Nina Santes propulse sur scène quatre personnages haut en couleurs dans Wet songs, un « spectacle musical décalé » qui met l’eau et le public dans tous ses états. Le festival Excentriques l’accueillait les 9 et 10 octobre 2025 à la Briqueterie du Val-de-Marne. Les interprètes se produiront ensuite les 27 et 28 mars 2026 au centre chorégraphique belge Charleroi Danse.
Une voix de cantatrice à la Maria Callas transperce le tumulte qui règne dans le hall de la Briqueterie du Val-de-Marne. Le brouhaha cesse progressivement, les têtes se lèvent vers la soprano Makeda Monnet, apparition magistrale en haut des escaliers. Elle transperce la foule pour rejoindre la salle plus loin. Comme envoûté – et pressé de voir ce qui l’attend –, le public venu assister à un nouveau spectacle du festival Excentriques s’engouffre lentement dans la salle. Ça-et-là sont disposées verticalement d’immenses chaînes sur lesquelles sont accrochées des bulles d’eau.
Une autre femme, seulement vêtue d’une côte de maille noire et d’un jean, tournoie follement aux quatre coins de l’espace. Elle crie, semble se battre contre quelque chose, ou tenter de se libérer d’un poids, d’une malédiction. La danseuse et performeuse Sati Veyrunes incarne ici un être qui paraît perdu et ne parvient pas à s’arrêter.
Sauf quand un·e bassiste, Wol, vient la calmer en entonnant une litanie ponctuée de beat-boxing et de bruits de bouche parfois dérangeants. L’artiste tisse un lien entre la parole et l’action, les mots et la nature, comme une incantation un peu vaudoue : “I will remember/That my actions will reverberate/The seeds will proliferate” (“Je vais me rappeler/Que mes actions vont se réverbérer/Les racines vont proliférer”)
Comme dans une comédie musicale, chanter fait avancer l’action. Mais dans Wet songs, la chorégraphe Nina Santes teinte parfois le genre d’absurde. Exemple avec le remplissage de verres d’eau dans des casseroles, tandis que Dalila Khatir se lance dans une prière exaltée pour guérir. C’est l’eau dans ce qu’elle a de plus banal, qui convoque aussi bien le spirituel que le trivial.
En convoquant cet élément fondamental, la performeuse montre qu’il jaillit dans toutes les interstices de la vitalité, du plus sombre au plus joyeux. L’eau est matrice de vie, en témoignent les chants vigoureux entonnés tout au long du spectacle. Pourtant, elle porte aussi en elle une pulsion de mort, que retranscrit Wet songs avec les chutes cycliques des cinq personnages.

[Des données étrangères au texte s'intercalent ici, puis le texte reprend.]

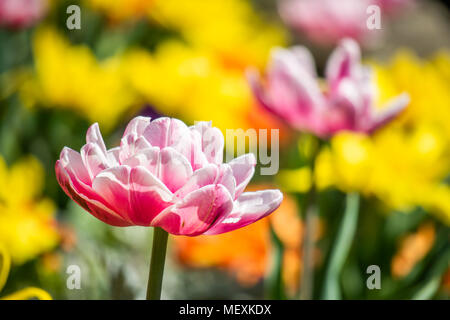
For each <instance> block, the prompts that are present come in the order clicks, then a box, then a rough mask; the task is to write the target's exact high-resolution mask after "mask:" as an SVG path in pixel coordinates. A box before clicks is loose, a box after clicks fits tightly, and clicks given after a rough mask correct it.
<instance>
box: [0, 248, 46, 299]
mask: <svg viewBox="0 0 450 320" xmlns="http://www.w3.org/2000/svg"><path fill="white" fill-rule="evenodd" d="M10 268H11V257H10V256H9V254H8V251H7V250H6V248H5V247H4V246H3V245H2V244H1V243H0V292H1V290H2V289H3V287H4V286H5V283H6V280H7V279H8V275H9V270H10ZM31 298H37V299H39V300H51V299H52V297H51V296H50V295H49V294H48V293H47V292H46V291H44V290H42V289H39V288H34V287H28V288H25V289H22V290H19V291H17V292H14V293H11V294H9V295H7V296H4V297H0V300H28V299H31Z"/></svg>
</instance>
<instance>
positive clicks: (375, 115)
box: [368, 93, 410, 132]
mask: <svg viewBox="0 0 450 320" xmlns="http://www.w3.org/2000/svg"><path fill="white" fill-rule="evenodd" d="M409 101H410V99H409V95H408V94H407V93H402V94H401V95H399V96H397V97H395V98H393V99H392V100H391V101H389V102H388V104H387V105H386V106H384V107H383V108H382V109H381V111H373V110H372V112H373V113H374V115H373V119H372V121H373V123H372V125H371V126H370V128H369V130H368V132H371V131H374V130H376V129H377V128H379V127H380V126H382V125H384V124H385V123H387V122H389V121H390V120H392V118H394V117H395V116H396V115H398V114H399V113H400V112H401V111H402V110H403V109H405V108H406V106H407V105H408V104H409Z"/></svg>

« Il y a des marées dans le corps », affirmait l’écrivaine du XXe siècle Virginia Woolf. Nina Santes s’est inspirée de cette formule pour traduire les mouvements ondulants qui parcourent une expérience. La danse hallucinée de Sati Veyrunes en est une manifestation. Chacun·e des interprètes en proposent aussi une version propre. L’artiste Silex Silence choisit la parole poétique, et allie sa crise intérieure à la crise climatique : « Parfois l’absolu est amer et le présent alarmant,/Alors j’ai assez de bleus à l’âme/pour remplir un océan/Et comme lui j’existe à perte de vue ». Makeda Monnet, Dalila Khatir la force du chant lyrique et la transe qui habite leurs corps. Et Wol par la musique.
Dans Wet songs, cette galaxie de sensations portée par cinq interprètes aux talents opposés et complémentaires exprime les mille et une manières de faire corps, individuellement et collectivement. Avec l’eau comme catalyseur et comme calmant.